So in yesterday's notes I provided two logistic regression models that predict accuracy given confidence and remember/know/guess judgment. I noted that I was presenting results of a global regression, rather than the average of individualized subject-level regressions. Unfortunately, when we look at those, they aren't so pretty -- look if you dare:
Why is this happening, you ask? Well, it's mainly due to a few outlier subjects who have extraordinary remember and know coefficients. Subject 2 is -2142 log odds when he (or she) responds know, and Subject 19 is +1298 log odds when he responds remember. For reference, most of these other values are between -5 and 5.
So why do we have these outlier subjects? It comes down to strange variability in responding. For example, Subject 2, who had such weird data for know responses, shows some pretty unusual responses. Let's look at when he responds know:
Do you notice what he's doing? He rates his confidence as 100 (on a 0-100 scale) every time he responds know. He's also right every time he responds know. (Someone who misunderstood the instructions?) Obviously, this is going to throw off the prediction equations.

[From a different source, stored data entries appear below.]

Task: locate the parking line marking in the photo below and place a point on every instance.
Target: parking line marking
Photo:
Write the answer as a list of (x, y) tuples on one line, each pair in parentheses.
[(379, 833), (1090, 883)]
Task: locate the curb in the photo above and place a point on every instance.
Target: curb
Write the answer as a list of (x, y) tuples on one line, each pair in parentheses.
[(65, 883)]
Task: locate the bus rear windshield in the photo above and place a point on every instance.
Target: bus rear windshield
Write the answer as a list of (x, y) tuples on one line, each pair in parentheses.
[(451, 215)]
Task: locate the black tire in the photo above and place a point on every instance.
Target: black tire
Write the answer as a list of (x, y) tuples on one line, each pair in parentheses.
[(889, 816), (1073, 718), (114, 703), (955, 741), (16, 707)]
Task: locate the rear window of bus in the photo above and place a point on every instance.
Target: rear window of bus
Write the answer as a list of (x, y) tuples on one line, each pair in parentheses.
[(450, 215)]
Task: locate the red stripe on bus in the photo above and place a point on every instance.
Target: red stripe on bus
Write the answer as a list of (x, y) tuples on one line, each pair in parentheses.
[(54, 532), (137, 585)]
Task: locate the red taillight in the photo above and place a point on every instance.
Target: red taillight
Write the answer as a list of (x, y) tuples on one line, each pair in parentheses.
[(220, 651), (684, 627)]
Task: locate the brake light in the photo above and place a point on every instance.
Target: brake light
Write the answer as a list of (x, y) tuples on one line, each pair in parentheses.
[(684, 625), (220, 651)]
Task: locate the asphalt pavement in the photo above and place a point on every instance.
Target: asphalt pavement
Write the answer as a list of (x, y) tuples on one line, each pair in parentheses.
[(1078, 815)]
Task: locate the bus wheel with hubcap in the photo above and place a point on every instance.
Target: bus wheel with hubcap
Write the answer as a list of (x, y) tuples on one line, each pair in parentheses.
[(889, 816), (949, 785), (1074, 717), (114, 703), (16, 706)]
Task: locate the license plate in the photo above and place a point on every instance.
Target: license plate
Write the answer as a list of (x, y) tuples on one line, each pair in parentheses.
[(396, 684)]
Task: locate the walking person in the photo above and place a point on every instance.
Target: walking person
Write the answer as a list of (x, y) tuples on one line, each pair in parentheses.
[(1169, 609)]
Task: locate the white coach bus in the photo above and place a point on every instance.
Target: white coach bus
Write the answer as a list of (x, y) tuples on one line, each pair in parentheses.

So now the challenge becomes "come up with a rule to exclude outliers," if such a rule is needed. If you talk to open science types, they'll suggest that I should have come up with this rule before looking at the data. But this reveals an issue with such a strategy: This is the first time I've conducted this kind of research, and didn't know I would be bumping into this type of issue (let alone what a rule for dealing with outliers should be).
Of course, the solution is transparency -- I'll have to say this in my dissertation, and perhaps use the experience of this study to craft an outlier rule for use in the future Experiment 3.